You are viewing a plain text version of this content. The canonical link for it is here.

Posted to dev@pig.apache.org by Alan Gates <ga...@yahoo-inc.com> on 2008/06/30 20:20:58 UTC

Re: The plan generated for this nested plan is not as per we had discussed

Analysis below.

Shravan M Narayanamurthy wrote:
> Hi Guys,
> I think we need to find a proper set of rules for the project's 
> schema. The following script kinda of covers all the scenarios:
> A = load 'a';
> B = group A by $0;
> C = foreach B {
> C1 = filter A by $0>5;
> C2 = distinct C1;
> C3 = distinct A;
> generate group, udf1(*), udf2(C2), udf3(C2.$1), udf4(C3), udf(C3.$1);
> }
>
> I think, we had not thought about the projection in the inner plan of 
> filter. With this constraint, we need a new set of rules. Can you post 
> an algorithm that will work to set the return types of the projects?
>
> Thanks & Regards,
> --Shravan
>
> <snip>
In this case, the foreach should have the following plans:

0 - proj(0)

1 - proj( * ) -> udf1

2 - proj (1) -> filter -> distinct -> proj( * ) -> udf2

3 - proj (1) -> filter -> distinct -> proj(1) -> udf3

4 - proj(1) -> distinct -> proj( * ) -> udf4

5 - proj(1) -> distinct -> proj(1) -> udf5

In plans 2 and 3, filter will have an inner plan of:

proj(0) -> gt, const(5) -> gt

In discussing the scenario, Santhosh and I saw one issue, which is that 
in plan 1, the proj( * ) will be incorrectly trying to accumulate a bag 
for udf1, when it should just pass the tuple.  Santhosh is going to fix 
that by changing the project to determine whether it has a predecessor, 
and if so whether that predecessor is a relational operator, instead of 
looking at its input to see if it's a relational operator.

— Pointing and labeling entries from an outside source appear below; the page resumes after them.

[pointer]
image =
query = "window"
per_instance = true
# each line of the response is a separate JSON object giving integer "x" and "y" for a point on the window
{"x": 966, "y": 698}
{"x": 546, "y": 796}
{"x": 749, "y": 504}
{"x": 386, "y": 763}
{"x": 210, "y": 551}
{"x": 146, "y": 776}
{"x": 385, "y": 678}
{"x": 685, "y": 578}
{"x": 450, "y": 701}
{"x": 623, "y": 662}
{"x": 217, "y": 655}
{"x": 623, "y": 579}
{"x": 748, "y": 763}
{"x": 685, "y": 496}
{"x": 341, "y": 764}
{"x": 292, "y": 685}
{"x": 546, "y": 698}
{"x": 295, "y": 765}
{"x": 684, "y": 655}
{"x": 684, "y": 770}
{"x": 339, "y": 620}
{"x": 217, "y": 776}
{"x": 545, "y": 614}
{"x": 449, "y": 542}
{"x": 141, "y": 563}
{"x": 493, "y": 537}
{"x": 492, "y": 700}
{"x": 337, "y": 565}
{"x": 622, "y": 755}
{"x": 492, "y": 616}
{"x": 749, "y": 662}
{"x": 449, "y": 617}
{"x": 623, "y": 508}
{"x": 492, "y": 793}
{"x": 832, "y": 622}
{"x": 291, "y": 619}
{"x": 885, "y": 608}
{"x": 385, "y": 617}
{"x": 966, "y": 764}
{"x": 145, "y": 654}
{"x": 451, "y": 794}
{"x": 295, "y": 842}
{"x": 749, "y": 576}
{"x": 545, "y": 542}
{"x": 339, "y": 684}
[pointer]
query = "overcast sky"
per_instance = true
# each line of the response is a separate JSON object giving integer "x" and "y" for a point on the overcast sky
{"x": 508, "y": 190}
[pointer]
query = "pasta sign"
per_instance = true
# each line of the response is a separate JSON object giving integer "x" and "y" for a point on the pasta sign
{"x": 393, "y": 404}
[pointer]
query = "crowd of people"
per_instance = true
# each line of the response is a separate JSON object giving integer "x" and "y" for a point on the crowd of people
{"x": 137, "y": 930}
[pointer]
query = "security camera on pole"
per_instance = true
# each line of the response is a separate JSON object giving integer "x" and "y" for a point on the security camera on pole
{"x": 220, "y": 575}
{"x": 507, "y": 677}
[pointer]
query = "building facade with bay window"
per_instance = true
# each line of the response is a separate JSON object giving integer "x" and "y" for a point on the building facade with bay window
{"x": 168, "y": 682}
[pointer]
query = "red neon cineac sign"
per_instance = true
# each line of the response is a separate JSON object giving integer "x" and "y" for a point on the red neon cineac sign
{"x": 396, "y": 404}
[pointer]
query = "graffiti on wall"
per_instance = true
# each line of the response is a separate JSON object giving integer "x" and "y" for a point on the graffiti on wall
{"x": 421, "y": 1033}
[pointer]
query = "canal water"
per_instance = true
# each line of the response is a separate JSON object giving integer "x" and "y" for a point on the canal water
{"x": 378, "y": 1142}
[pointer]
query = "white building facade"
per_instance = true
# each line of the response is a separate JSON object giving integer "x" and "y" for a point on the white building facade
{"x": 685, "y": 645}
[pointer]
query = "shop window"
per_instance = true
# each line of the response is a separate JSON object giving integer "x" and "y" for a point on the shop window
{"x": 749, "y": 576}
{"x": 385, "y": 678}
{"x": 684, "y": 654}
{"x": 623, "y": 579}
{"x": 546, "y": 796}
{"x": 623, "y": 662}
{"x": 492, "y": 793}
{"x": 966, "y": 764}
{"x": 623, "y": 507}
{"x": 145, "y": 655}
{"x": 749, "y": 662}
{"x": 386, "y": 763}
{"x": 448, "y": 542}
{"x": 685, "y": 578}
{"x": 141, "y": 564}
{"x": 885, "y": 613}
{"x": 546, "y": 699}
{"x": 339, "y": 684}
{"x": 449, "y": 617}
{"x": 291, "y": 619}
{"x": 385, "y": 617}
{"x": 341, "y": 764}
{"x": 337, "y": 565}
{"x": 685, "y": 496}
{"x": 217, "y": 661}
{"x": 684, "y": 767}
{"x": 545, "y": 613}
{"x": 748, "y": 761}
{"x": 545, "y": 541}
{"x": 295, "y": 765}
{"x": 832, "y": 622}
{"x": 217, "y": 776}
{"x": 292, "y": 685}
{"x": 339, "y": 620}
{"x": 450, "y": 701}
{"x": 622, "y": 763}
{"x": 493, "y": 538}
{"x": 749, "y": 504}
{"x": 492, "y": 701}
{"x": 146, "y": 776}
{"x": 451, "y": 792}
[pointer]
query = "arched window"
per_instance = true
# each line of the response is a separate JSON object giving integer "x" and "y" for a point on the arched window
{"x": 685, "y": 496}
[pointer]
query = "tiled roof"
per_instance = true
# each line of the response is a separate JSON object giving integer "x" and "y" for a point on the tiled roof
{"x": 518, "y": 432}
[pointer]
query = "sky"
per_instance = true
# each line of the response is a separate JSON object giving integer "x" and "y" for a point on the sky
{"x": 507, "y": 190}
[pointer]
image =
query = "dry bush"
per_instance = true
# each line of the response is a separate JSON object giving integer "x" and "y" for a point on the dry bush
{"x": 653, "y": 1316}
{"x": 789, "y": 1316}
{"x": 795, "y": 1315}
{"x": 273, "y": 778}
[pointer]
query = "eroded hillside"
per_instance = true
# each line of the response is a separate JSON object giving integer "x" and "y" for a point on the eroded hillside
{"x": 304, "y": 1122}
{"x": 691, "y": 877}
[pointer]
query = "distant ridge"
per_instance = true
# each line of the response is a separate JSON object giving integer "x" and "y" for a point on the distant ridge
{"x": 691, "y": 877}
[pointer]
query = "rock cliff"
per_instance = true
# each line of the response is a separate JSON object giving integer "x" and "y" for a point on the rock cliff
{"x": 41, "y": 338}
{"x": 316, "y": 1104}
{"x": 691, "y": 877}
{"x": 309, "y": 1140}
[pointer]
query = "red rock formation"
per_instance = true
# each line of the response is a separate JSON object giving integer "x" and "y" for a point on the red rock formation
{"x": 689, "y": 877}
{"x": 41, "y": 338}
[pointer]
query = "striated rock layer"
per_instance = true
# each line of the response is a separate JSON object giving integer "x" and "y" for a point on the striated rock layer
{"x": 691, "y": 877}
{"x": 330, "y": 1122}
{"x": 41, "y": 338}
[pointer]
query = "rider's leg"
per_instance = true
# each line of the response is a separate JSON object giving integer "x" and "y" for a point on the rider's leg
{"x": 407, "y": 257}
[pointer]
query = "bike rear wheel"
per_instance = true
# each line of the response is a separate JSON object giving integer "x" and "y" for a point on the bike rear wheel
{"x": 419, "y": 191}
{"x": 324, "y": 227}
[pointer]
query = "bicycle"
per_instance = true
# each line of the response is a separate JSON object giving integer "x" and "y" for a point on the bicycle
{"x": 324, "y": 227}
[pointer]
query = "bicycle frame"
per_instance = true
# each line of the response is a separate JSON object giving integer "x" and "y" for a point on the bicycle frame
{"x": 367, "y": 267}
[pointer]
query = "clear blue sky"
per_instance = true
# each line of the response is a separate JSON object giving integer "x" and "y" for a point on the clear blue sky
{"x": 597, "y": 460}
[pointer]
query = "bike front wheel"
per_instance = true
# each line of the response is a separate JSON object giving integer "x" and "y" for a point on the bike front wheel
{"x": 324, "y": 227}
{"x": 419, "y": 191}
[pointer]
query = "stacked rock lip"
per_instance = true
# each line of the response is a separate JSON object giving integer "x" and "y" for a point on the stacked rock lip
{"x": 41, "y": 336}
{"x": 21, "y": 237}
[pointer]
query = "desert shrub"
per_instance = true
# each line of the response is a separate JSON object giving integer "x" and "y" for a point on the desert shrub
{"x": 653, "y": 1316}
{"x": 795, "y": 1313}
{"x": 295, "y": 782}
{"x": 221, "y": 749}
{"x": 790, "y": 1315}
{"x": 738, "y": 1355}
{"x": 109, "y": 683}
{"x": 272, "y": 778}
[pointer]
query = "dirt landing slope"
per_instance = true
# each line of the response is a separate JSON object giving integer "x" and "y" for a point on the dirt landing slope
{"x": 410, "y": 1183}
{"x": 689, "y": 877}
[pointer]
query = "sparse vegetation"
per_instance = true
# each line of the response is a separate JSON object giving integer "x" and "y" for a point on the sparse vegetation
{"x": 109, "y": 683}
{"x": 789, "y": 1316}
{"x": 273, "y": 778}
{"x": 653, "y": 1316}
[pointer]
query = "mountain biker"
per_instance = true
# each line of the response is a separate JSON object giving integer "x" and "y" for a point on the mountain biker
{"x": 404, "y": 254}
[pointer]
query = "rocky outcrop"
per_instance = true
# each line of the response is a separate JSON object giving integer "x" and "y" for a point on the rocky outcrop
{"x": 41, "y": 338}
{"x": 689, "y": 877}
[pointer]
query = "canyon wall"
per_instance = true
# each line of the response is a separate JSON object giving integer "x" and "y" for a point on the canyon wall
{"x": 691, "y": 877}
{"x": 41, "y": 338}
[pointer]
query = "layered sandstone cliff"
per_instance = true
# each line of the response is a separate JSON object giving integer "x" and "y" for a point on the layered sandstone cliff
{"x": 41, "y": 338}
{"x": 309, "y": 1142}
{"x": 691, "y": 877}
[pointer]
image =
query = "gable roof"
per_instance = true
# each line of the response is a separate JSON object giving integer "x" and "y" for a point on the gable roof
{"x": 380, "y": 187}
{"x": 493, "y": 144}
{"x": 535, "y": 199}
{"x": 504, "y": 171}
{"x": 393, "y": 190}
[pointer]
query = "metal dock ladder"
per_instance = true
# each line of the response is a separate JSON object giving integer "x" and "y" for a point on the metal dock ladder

I didn't follow your comment on the issue with the project in the filter 
plan.  It looked fine to me.

Alan.

Re: The plan generated for this nested plan is not as per we had discussed

Posted by Alan Gates <ga...@yahoo-inc.com>.

Yes.  As previously discussed, inner plans are duplicated at this point, 
rather than having splits inserted.  One future optimization we need to 
add is putting these splits in place.  Determining when to put in the 
splits is easy.  But first we need to write an efficient split 
implementation to handle this.

Alan.

Olga Natkovich wrote:
> Does this mean that distinct and filter will be recomputed several
> times?
>
> Olga 
>
>   
>> -----Original Message-----
>> From: Alan Gates [mailto:gates@yahoo-inc.com] 
>> Sent: Monday, June 30, 2008 11:21 AM
>> To: Shravan Narayanamurthy
>> Cc: Santhosh Srinivasan; pig-dev@incubator.apache.org
>> Subject: Re: The plan generated for this nested plan is not 
>> as per we had discussed
>>
>> Analysis below.
>>
>> Shravan M Narayanamurthy wrote:
>>     
>>> Hi Guys,
>>> I think we need to find a proper set of rules for the project's 
>>> schema. The following script kinda of covers all the scenarios:
>>> A = load 'a';
>>> B = group A by $0;
>>> C = foreach B {
>>> C1 = filter A by $0>5;
>>> C2 = distinct C1;
>>> C3 = distinct A;
>>> generate group, udf1(*), udf2(C2), udf3(C2.$1), udf4(C3), 
>>>       
>> udf(C3.$1); 
>>     
>>> }
>>>
>>> I think, we had not thought about the projection in the 
>>>       
>> inner plan of 
>>     
>>> filter. With this constraint, we need a new set of rules. 
>>>       
>> Can you post 
>>     
>>> an algorithm that will work to set the return types of the projects?
>>>
>>> Thanks & Regards,
>>> --Shravan
>>>
>>> <snip>
>>>       
>> In this case, the foreach should have the following plans:
>>
>> 0 - proj(0)
>>
>> 1 - proj( * ) -> udf1
>>
>> 2 - proj (1) -> filter -> distinct -> proj( * ) -> udf2
>>
>> 3 - proj (1) -> filter -> distinct -> proj(1) -> udf3
>>
>> 4 - proj(1) -> distinct -> proj( * ) -> udf4
>>
>> 5 - proj(1) -> distinct -> proj(1) -> udf5
>>
>> In plans 2 and 3, filter will have an inner plan of:
>>
>> proj(0) -> gt, const(5) -> gt
>>
>> In discussing the scenario, Santhosh and I saw one issue, 
>> which is that in plan 1, the proj( * ) will be incorrectly 
>> trying to accumulate a bag for udf1, when it should just pass 
>> the tuple.  Santhosh is going to fix that by changing the 
>> project to determine whether it has a predecessor, and if so 
>> whether that predecessor is a relational operator, instead of 
>> looking at its input to see if it's a relational operator.
>>
>> I didn't follow your comment on the issue with the project in 
>> the filter plan.  It looked fine to me.
>>
>> Alan.
>>
>>

RE: The plan generated for this nested plan is not as per we had discussed

Posted by Olga Natkovich <ol...@yahoo-inc.com>.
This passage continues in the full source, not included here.